Tall ships - mackerel sky - February on the Florida Panhandle.
Although the clock on the VW said 11:30 - my belly was saying lunch time. After a bit I realized it was set to Central Time. We pulled into a golf course clubhouse and were surprised to join a packed house of gray headed locals enjoying lunch. The place was spotless - the menu endless - and the food delicious. An hour flew by as we anticipated our next stop - the Fort Gordon Johnson Museum

Six years ago - the local high school was closed down and the town converted it to a World War II Musuem. During the war - Carabelle was a boom town. Thousands of soldiers trained for the war in Europe here. The classrooms are stacked with tons of historic artifacts - letters - pictures - and even a few military vehicles. The museum was well staffed by retired Seniors that just could not be more helpful. They added color and spice that is missing from many official museums. I actually think we had lunch with a few of them at the golf course.

That's Jim rummaging thru his VW camera bags.
On deck - we enjoyed the presentation with the schools kids.  I felt right at home .

Camp Gordon Johnson Museum has a few restored vehicles.

Lanark Station - like carrion left along the roadside.

After the museum we made the slow winding trek home. Route 98 winds all along the coast from Florida to New Orleans, Before the days of the interstate highways - it was very busy - lined with motels - fish camps - gas stations - and tiny restaurants.
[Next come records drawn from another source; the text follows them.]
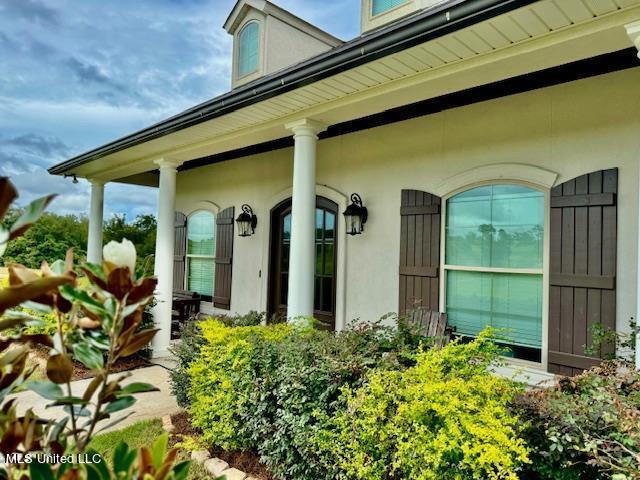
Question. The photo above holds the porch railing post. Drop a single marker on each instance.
(164, 255)
(303, 213)
(96, 216)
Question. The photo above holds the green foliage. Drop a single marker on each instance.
(445, 418)
(218, 387)
(587, 426)
(53, 234)
(300, 376)
(188, 349)
(142, 232)
(47, 240)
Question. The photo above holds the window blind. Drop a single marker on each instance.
(249, 43)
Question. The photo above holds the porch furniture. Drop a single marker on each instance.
(432, 324)
(185, 305)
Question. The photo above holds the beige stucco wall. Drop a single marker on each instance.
(570, 129)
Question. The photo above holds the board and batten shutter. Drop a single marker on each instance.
(179, 250)
(583, 235)
(419, 251)
(224, 259)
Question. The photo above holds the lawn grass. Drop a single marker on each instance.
(140, 434)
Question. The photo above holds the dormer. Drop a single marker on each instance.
(267, 38)
(377, 13)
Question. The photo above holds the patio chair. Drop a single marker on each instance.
(185, 306)
(431, 324)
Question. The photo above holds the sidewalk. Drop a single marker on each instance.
(148, 406)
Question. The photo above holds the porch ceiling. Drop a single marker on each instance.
(538, 36)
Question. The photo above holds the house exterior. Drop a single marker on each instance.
(494, 143)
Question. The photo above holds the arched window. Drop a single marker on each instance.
(494, 251)
(201, 253)
(248, 48)
(381, 6)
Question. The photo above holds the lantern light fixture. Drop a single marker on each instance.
(356, 215)
(247, 222)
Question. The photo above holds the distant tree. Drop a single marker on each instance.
(51, 237)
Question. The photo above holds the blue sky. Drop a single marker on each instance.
(75, 74)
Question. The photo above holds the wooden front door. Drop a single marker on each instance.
(325, 272)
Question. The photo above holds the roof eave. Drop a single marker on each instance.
(433, 23)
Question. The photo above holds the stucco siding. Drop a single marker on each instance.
(570, 129)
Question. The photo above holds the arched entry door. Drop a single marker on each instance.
(326, 251)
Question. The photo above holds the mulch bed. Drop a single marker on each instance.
(41, 354)
(248, 462)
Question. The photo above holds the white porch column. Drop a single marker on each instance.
(633, 30)
(96, 214)
(164, 255)
(303, 213)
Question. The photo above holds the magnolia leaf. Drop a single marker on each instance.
(89, 356)
(59, 369)
(16, 295)
(32, 212)
(120, 404)
(138, 387)
(93, 386)
(82, 297)
(45, 389)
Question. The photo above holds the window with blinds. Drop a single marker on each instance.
(494, 250)
(201, 252)
(248, 49)
(381, 6)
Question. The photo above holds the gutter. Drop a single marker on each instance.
(401, 35)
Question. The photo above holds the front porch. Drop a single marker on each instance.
(540, 111)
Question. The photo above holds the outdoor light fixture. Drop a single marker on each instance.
(355, 215)
(247, 222)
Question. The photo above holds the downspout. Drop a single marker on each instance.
(633, 30)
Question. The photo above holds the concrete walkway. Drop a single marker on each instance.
(148, 406)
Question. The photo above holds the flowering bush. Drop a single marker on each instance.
(445, 418)
(587, 426)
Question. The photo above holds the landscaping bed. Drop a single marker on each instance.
(248, 462)
(377, 403)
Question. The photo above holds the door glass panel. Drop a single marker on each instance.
(286, 227)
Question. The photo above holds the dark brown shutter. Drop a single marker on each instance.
(583, 268)
(419, 251)
(179, 250)
(224, 259)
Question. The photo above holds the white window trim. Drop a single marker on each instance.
(543, 364)
(188, 255)
(259, 63)
(385, 12)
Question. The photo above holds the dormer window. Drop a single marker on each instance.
(248, 49)
(380, 6)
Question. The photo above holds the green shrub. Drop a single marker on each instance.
(219, 380)
(445, 418)
(188, 349)
(301, 375)
(587, 426)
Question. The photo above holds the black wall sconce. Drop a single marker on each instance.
(247, 222)
(355, 215)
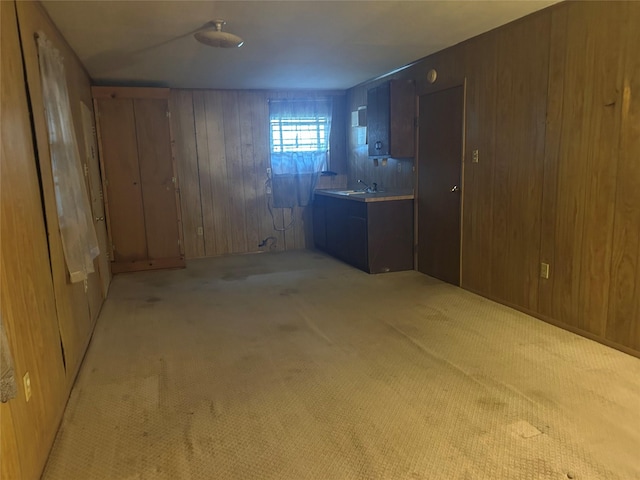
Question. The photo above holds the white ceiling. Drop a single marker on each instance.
(288, 44)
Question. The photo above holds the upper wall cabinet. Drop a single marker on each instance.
(391, 109)
(141, 194)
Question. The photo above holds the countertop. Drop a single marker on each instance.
(358, 196)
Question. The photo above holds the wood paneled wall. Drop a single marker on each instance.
(48, 320)
(552, 105)
(222, 155)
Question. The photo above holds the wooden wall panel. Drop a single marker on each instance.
(396, 174)
(27, 303)
(183, 127)
(481, 98)
(586, 180)
(216, 214)
(235, 177)
(623, 321)
(522, 63)
(119, 151)
(231, 145)
(75, 303)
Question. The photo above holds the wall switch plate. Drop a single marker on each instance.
(26, 380)
(544, 270)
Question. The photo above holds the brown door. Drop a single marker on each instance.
(439, 178)
(141, 186)
(95, 191)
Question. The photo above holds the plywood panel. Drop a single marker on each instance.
(27, 303)
(477, 192)
(96, 194)
(183, 126)
(235, 177)
(157, 178)
(522, 57)
(123, 199)
(248, 108)
(623, 324)
(604, 81)
(77, 304)
(555, 96)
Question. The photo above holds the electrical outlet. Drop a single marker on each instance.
(27, 386)
(544, 270)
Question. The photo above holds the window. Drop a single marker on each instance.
(299, 134)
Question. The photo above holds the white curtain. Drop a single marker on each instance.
(79, 241)
(297, 158)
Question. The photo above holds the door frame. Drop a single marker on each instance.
(428, 90)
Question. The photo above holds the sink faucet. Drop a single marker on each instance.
(369, 189)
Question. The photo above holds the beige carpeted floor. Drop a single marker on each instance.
(296, 366)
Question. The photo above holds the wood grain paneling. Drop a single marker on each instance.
(183, 126)
(158, 179)
(552, 108)
(27, 303)
(77, 305)
(228, 132)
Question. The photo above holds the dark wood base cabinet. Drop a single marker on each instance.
(376, 237)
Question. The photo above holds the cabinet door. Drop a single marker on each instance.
(157, 178)
(123, 195)
(378, 120)
(319, 223)
(402, 108)
(141, 187)
(358, 243)
(337, 228)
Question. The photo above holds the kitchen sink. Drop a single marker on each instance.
(350, 192)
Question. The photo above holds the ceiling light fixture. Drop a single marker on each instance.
(213, 36)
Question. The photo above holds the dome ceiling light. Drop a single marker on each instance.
(213, 36)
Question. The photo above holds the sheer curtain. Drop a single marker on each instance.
(300, 130)
(79, 241)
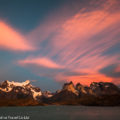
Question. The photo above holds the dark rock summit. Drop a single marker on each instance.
(97, 94)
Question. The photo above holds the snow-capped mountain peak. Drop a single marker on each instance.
(22, 88)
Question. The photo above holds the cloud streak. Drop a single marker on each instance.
(10, 39)
(78, 42)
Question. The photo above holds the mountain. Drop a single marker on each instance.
(15, 91)
(97, 94)
(23, 94)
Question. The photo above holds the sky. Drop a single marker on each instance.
(50, 42)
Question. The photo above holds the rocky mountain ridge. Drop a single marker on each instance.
(98, 93)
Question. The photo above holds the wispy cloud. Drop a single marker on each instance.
(79, 41)
(12, 40)
(45, 62)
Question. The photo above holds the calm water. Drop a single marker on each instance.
(63, 112)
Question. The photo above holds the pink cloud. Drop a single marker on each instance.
(78, 42)
(10, 39)
(45, 62)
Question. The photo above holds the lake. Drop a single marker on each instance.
(60, 113)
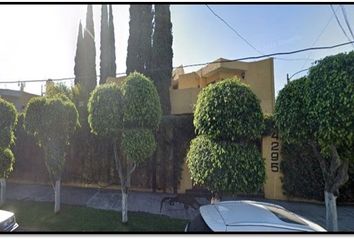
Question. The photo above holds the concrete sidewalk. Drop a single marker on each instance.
(150, 202)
Now it looks a bit like America has passed it by.

Stonehenge for motorheads - now grist for the cameraman's mill.


At one spot is a monument that seems to be a cross between Stonehenge and Route 66. There is a row of old work trucks lined up in various states of weathering and erosion. Jim slammed on the brakes as if it were some kind of photographer's mecca. I love old pickup trucks and farm trucks. These were the trucks from the farms and mines where I was raised light-years away in the 40s and 50s. We were such poor dirt farmers - we could not afford a truck so we borrowed the neighbor's for a share of our crops. 

I could almost smell the gasoline you used to hand pump into the glass tank then into your Chevy.
Putnal Lanark Station was on the north side of the highway. It seemed to be a combination - garage  - filling station - restaurant - motel. Judging by the trees growing inside - the hand cranking register has seen only pure silver coins.

How many Model T's and Model A's has their oil and tires changed here?

Nothing says "The South of the 50s and 60s" than a rusted old outdoor hydraulic hoist lift complete with a waist high control lever that made it go up and down. I can just hear the sound and see it dropping as you pushed and held the lever forward - pssssst.

Reminds you of the Joad Family a bit.

By then the Central Time clock was pushing past 4 PM already - and my belly was signaling me that it was time to get home and send Jim on his way.